Maybe even one-twentieth of what he'd used previously.
"Good," Harry grinned. "My Form actually affected the efficiency."
Harry picked up another broken stone from the avalanche debris. This one was similar to the first, but he didn't study its internal structure with his Sharingan. He just cast the spell normally.
"Reparo."
The stone repaired itself, except Harry could feel that it had used more World Power than the previous casting. Not as much as his very first attempt, but still more than when he'd studied the stone's structure carefully.
Maybe one-tenth of his original power expenditure instead of one-twentieth.
Harry frowned thoughtfully. "So there's some carryover effect from understanding one stone to understanding similar stones. But each individual object has its own unique structure."
That made sense, since even two stones that looked identical on the surface would have different internal crystal formations. They might be similar enough that understanding one would help with the other, but they wouldn't be exactly the same.
"So to really master the Mending Charm," Harry said slowly, "I need to understand what I'm trying to mend. The more I know about the object's structure, the more efficiently I can repair it."
If this principle applied to other spells too, then the key to magical mastery was about understanding the world around him as deeply as possible.

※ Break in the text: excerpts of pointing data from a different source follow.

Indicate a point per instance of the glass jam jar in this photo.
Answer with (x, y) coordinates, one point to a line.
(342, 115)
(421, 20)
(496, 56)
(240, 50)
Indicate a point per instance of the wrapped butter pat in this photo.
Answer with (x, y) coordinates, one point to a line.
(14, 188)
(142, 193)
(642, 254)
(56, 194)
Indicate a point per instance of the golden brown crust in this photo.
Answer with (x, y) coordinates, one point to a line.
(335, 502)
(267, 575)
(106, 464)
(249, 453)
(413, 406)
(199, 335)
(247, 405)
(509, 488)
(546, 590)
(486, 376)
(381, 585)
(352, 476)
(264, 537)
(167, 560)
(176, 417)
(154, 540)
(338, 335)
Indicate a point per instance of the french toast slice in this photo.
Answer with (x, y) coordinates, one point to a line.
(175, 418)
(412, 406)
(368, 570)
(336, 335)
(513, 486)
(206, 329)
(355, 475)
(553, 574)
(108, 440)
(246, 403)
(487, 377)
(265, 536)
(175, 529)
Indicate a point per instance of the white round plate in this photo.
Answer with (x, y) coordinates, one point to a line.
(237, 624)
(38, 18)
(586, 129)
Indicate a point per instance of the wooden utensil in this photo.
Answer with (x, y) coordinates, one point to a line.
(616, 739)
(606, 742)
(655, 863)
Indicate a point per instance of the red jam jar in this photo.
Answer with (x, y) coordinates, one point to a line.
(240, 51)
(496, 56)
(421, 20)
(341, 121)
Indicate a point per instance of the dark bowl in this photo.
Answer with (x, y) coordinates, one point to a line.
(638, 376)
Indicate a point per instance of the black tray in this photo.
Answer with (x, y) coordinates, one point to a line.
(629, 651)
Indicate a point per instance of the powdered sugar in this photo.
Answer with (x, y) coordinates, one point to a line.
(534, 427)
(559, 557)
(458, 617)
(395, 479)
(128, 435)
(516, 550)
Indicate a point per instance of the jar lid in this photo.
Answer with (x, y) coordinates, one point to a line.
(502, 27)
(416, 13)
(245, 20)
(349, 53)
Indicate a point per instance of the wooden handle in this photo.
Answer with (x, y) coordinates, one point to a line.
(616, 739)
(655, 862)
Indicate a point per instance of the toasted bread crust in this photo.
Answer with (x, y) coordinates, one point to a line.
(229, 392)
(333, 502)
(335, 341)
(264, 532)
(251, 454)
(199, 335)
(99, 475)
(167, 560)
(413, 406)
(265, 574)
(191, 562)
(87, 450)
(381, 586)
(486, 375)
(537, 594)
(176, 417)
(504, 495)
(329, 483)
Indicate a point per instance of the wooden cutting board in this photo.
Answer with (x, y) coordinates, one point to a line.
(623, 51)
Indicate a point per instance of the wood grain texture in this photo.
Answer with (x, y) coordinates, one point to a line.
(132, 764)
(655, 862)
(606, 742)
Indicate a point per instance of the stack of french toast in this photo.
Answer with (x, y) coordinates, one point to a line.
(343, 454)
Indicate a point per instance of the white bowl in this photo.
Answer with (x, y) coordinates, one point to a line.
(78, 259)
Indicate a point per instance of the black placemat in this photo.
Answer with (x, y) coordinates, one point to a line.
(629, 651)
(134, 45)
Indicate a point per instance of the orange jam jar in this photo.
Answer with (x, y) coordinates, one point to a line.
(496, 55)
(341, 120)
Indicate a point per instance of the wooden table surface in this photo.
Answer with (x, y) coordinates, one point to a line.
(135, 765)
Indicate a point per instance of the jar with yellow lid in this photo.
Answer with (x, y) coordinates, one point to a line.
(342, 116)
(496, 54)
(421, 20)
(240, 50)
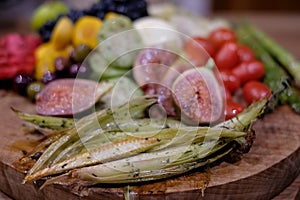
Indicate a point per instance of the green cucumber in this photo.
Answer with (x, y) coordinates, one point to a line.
(119, 42)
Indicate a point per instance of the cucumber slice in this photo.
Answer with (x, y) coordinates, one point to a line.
(124, 89)
(119, 42)
(101, 68)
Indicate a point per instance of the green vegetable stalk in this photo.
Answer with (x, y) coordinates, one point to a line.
(276, 77)
(286, 60)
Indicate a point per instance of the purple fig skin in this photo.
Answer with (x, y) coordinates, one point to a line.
(198, 95)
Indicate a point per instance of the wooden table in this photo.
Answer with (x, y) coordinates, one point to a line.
(283, 28)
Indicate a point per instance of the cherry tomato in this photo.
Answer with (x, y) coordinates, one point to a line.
(250, 70)
(232, 109)
(230, 80)
(198, 50)
(227, 57)
(228, 96)
(245, 53)
(254, 91)
(220, 36)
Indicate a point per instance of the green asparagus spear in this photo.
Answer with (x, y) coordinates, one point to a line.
(54, 123)
(283, 56)
(275, 77)
(88, 124)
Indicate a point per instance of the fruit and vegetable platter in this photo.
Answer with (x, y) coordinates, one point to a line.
(123, 100)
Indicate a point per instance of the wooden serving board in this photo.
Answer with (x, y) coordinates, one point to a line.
(270, 166)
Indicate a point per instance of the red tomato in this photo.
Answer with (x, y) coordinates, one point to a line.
(232, 109)
(220, 36)
(250, 70)
(227, 57)
(245, 53)
(228, 95)
(198, 50)
(254, 91)
(230, 80)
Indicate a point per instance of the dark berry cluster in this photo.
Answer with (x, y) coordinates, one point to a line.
(133, 9)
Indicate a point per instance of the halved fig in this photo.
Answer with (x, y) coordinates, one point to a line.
(198, 95)
(64, 97)
(151, 64)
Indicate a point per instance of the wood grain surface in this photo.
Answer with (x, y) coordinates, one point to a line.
(268, 171)
(270, 166)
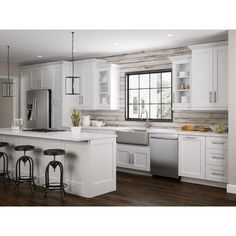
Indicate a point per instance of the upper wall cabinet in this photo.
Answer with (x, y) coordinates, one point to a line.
(99, 87)
(181, 72)
(107, 87)
(209, 86)
(43, 76)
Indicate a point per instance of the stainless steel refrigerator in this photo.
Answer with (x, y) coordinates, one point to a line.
(38, 109)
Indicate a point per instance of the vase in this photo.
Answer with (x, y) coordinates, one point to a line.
(75, 130)
(86, 121)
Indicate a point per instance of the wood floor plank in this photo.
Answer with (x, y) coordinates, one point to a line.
(132, 190)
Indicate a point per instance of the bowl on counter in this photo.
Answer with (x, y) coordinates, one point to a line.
(219, 128)
(97, 123)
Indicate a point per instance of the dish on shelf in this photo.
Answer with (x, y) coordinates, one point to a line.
(219, 128)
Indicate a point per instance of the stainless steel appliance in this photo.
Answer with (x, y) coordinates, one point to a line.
(38, 109)
(164, 155)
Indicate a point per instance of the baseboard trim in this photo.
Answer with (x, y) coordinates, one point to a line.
(231, 188)
(138, 172)
(203, 182)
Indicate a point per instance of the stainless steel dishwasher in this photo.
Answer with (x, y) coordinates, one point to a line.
(164, 155)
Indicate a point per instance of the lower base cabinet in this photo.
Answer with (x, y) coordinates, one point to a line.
(203, 158)
(133, 157)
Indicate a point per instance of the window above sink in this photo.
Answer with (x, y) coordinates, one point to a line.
(149, 94)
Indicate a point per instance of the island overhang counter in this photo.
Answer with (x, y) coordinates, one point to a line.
(89, 162)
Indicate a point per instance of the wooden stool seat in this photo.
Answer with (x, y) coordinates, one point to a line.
(30, 178)
(54, 152)
(4, 144)
(24, 148)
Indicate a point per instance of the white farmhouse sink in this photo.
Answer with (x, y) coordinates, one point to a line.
(133, 136)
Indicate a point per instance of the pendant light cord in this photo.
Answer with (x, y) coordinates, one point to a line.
(8, 63)
(73, 53)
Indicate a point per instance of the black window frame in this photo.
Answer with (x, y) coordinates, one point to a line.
(127, 74)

A wizard who understood how light truly worked would probably be better at Lumos than someone who just thought of it as "making brightness." A wizard who understood the properties of different materials would be better at Transfiguration than someone who just imagined one thing turning into another.
"Knowledge is power," Harry chuckled. "Literally, in this case."
The efficiency gain from understanding the stone's structure had been dramatic. If knowledge could make such a difference in spell efficiency, then what other applications might there be?
Like his Quintessence Flames…
Harry held out his right hand and focused on his Chi. Nine black flames burned quietly above his palm, each one about the size of a marble.
He'd mastered Nigredo months ago. The black flames could break down any matter or energy into fundamental particles, dissolving structure and form until only the most basic components remained.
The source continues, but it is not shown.